Hey, thanks for playing my game. Sorry that some of the mechanics are unclear.

To leave the fenced in area, you press space to jump over the fence.

Here's an overview of what you can do

Hammer: Used to hit the anvil when there are crafting materials on it.

Axe: Used to hit a tree to cut it down

Pickaxe: Use to hit the rocks to extract ores

Saw Mill: Used to refine the wood you chopped down with the axe

Furnace: Used to smelt the ore you extracted with the pickaxe

(+1)

I tried to jump using the space bar. However, it gave no indication of a jump, nor did it succeed in moving over the fence. What I found does work, but only sometimes, if by "looking" up at the sky, it will sometimes "climb" over the fence.
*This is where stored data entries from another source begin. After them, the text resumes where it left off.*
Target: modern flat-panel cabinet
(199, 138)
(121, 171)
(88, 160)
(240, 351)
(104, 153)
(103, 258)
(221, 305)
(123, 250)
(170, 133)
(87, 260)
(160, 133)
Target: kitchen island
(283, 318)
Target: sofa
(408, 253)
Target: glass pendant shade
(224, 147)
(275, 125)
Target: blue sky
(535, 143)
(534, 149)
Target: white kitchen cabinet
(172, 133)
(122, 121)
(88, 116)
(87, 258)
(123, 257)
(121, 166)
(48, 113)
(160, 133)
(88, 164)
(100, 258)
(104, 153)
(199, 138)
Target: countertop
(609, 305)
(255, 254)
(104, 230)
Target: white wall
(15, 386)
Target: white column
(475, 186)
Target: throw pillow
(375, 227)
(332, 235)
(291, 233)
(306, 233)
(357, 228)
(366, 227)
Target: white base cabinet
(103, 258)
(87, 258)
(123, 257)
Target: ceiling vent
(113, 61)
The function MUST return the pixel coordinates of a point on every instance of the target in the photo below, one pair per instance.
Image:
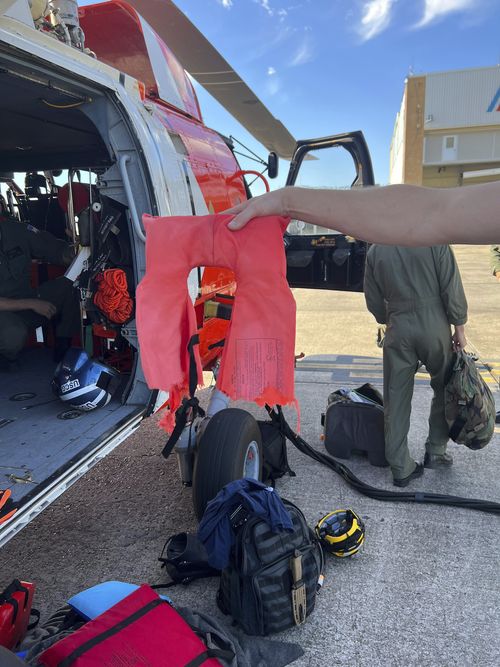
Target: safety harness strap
(190, 407)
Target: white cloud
(435, 9)
(273, 86)
(265, 5)
(376, 17)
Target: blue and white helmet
(82, 382)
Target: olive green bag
(469, 404)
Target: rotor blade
(213, 72)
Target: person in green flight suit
(495, 267)
(23, 308)
(495, 260)
(418, 294)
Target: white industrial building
(447, 131)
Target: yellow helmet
(341, 532)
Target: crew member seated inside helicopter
(23, 307)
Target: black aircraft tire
(222, 452)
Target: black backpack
(272, 579)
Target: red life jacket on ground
(258, 358)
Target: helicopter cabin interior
(59, 173)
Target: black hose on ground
(383, 494)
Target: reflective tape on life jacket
(258, 358)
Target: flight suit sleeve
(450, 285)
(374, 298)
(495, 259)
(46, 247)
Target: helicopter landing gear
(229, 449)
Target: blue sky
(330, 66)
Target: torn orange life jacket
(258, 357)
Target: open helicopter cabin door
(317, 257)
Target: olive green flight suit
(495, 259)
(19, 244)
(417, 293)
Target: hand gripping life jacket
(258, 358)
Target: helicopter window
(331, 167)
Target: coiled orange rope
(112, 296)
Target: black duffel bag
(354, 427)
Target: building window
(449, 149)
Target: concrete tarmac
(425, 588)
Likewise, I had to look at an upward angle to "lift" the selected item high enough to place it on/in a workshop (anvil, sawmill, smelter, cauldron).
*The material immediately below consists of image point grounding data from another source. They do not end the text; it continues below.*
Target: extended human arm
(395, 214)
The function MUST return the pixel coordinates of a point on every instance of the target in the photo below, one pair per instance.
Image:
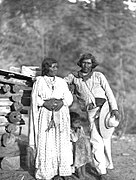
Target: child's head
(75, 119)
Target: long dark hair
(88, 56)
(46, 63)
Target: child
(81, 146)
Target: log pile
(15, 94)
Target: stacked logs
(15, 91)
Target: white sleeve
(108, 91)
(36, 92)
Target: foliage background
(30, 30)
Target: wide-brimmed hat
(107, 124)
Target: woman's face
(86, 65)
(53, 70)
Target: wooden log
(9, 94)
(4, 110)
(16, 98)
(16, 88)
(10, 163)
(26, 101)
(8, 140)
(17, 106)
(6, 88)
(15, 117)
(5, 102)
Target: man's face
(53, 70)
(86, 65)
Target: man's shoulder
(98, 74)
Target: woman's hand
(58, 104)
(49, 104)
(115, 113)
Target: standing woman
(50, 123)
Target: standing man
(93, 91)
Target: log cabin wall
(15, 99)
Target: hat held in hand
(107, 123)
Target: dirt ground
(124, 158)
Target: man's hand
(115, 113)
(53, 104)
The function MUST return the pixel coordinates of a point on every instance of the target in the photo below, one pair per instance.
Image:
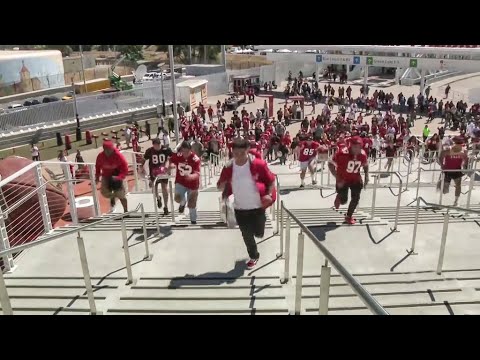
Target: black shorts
(355, 188)
(449, 176)
(161, 181)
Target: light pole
(75, 110)
(163, 95)
(83, 69)
(174, 97)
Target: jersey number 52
(353, 167)
(158, 159)
(184, 169)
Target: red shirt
(107, 165)
(307, 152)
(185, 168)
(454, 161)
(348, 165)
(367, 144)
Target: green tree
(65, 49)
(198, 52)
(131, 52)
To get a potion, I had take a step or two back and then look lower to "dip" the vial in it, which is difficult to aim because I have to halfway look at he sky to lift the item high enough to place it in the cauldron, and then _hope_ I aimed well enough to go in.
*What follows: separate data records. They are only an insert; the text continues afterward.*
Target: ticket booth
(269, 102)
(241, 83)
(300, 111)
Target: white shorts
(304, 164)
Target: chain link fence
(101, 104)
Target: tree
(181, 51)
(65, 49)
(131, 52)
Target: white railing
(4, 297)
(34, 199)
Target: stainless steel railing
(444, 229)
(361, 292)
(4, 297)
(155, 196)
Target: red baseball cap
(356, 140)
The sawmill took awhile to figure that the "0.2 <= (number) <= 0.7" meant the sawmill will only cut logs with those min/max sizes. It is also very difficult to cut the logs within those size limits due to the design of the UI. Perhaps some tick marks could be added to indicate about were to cut.

The anvil also took awhile to figure out: I needed _all_ the parts on the anvil, then hit the anvil once to combine and craft them. At the very least, give an indication that more resources are needed (it does not need to say which, only that something is missing).

The smelter was the first and easiest to figure out: I was going to try clicking on it while holding a "gem" (how a gem becomes an iron ingot is beyond me), but as soon as I was close enough to click, it also happened to be the input region and automatically took the gem and produced an ingot.

Another issue is with drinking potions: I have to click and hold the right mouse button for several seconds until it finally "drinks".

My suggestion would be that when "holding" an item, it appears the same way and place a tool would appear when equipped. Then, use/place/drop the item by clicking while the targeting dot indicates what/where to use/place/drop it. Simply clicking on the basket (box) could put the item inside it. Clicking the anvil could add the item on top. Clicking the sawmill/smelter/cauldron could do the logical thing while holding the correct item.

--

One final note: While writing this, I closed and restarted the game to get those "0.2" and "0.7" numbers. This time, the space key worked to jump and I did not have to look as high in to the sky to 'lift" an item off the ground. But I did find another issue: When I grabbed a cut down tree, the game suddenly made the tree disappear entirely and made me "run" backwards at "Warp Factor 10" -- so fast it sent me off the edge to drown and die in the water before I could react.

Hey. Thanks for all the feedback so far.

I think a lot of the issues are because I designed the physics really poorly - and is reliant on your framerate (which is REALLY BAD practice). I'll look into trying to fix - but sorry for any of the issues you've run into and I appreciate the really good feedback so far.

(+1)

Agreed that tying anything but display updates to frame rate is a very bad thing. Better to have a stable and reliable "master clock", such as one with a period of 100 milliseconds (small enough that only bad "system lag"/overload would be apparent o human perception). Ideally, that should be he only clock anything is "tied to" -- even the frame rate should be based on the master clock. Likewise, the main game loop, event detection, event processing (keep detection and processing as two separate steps! That way, in a shooting game for example, both entities shoot each other simultaneously, both get detected _first_, then handled after all other detections), and idle hand-off (giving time back to the OS so it can handle other system and user tasks, screen updates, etc.), should all be based on the master clock. In a complex system, you could assign each to a separate thread and/or CPU/core.

As a start, I suggest you search for and read Robert Nystrom's "Game Programming Patterns" (You can buy it in print, of read the free version online).